Ночевал он во дворе в сарае. Гремела цепью соседская собака. С живодерни тянуло кислыми шкурами. Далеко в переулке вякнула гармошка и затихла. В черном дверном проеме высоко-высоко качались холодные марьинские звезды, там где-то была написана его судьба. И откуда он мог знать, бывший матрос, строевой квартирмейстер, купеческий сын и внук, что все сложится неведомо, — будет он офицером, сапожником, миллионщиком, первейшим в Москве богатеем. Но сколько всякого случится до того! Мог ли он знать, заглядывая наперед, что жизнь приведет его к автомобилю, к машине, — это ж курам на смех! — и такие превратности выпадут на его долю, что марьинское житье покажется тихим всплеском в бархатном пруду, утренним ветром, сдобным блинным чадом на масленицу.

— У зараза! Зверюга. — Афанасий скрипел зубами и грозил кулаком.

Проснувшись, он выпил чаю в «Золотом месте» у Бориса Ильича, взял рюмку горькой английской водки, чтоб взбодриться, а потом вдруг пришла ему мысль поехать к Петруше Кузяеву, проведать. Он тут же, у «Золотого места», нанял лихача, покатил на Самотеку к Цветному бульвару.

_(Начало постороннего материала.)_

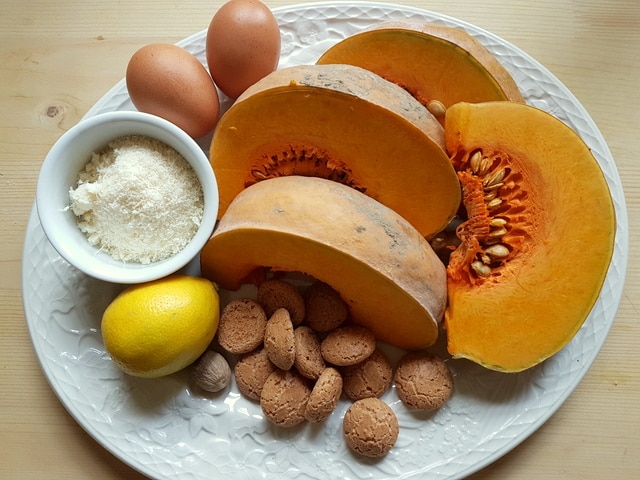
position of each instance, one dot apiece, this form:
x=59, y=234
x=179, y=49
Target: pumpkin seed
x=490, y=195
x=498, y=233
x=485, y=165
x=497, y=251
x=494, y=203
x=474, y=161
x=480, y=268
x=498, y=222
x=496, y=177
x=493, y=187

Косматый дворник в валенках сказал, что Петра Платоновича нет.

— Барина повез к больным.

— Эх ты, — сказал Яковлев, — неудача-то какая! Ну, передай ему: Афанасий Ильич заезжал, велел кланяться. — И сунул дворнику двугривенный. — Может, заеду еще ввечеру.

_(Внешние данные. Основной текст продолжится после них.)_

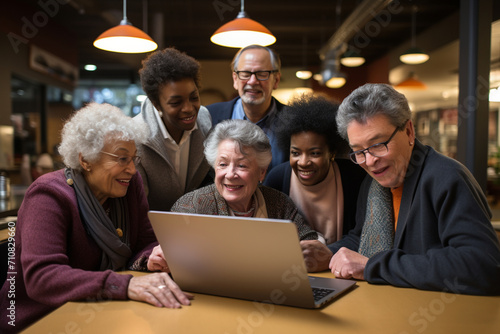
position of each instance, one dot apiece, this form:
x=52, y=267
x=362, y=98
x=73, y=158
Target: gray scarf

Домой он вернулся — уже вовсю сиял день. На рынке рядом заканчивали мясную торговлю, а что осталось разрубленного, выносили в ледник. Начинался обед. Солнце стояло высоко.

Надо было подняться наверх, к Тошке, к козюле ядовитой, сказать спокойно, так, как он и надумал, ворочаясь в сарае без сна. Давай по-хорошему… Решительно проскрипели ступеньки под его ногами. Распахнул дверь. И застыл.

В комнате стоял полумрак. Из-под сдвинутой занавески от окна до двери легла золотая полоса, и в этой полосе светилась ее рука. От плеча до локтя. Она лежала в постели под атласным голубым одеялом, вся в тепле. В жаре даже. Перед ней на венском стуле блестела круглая жестянка с цветным монпасье. Она протягивала руку, брала по конфетке, кидала в рот.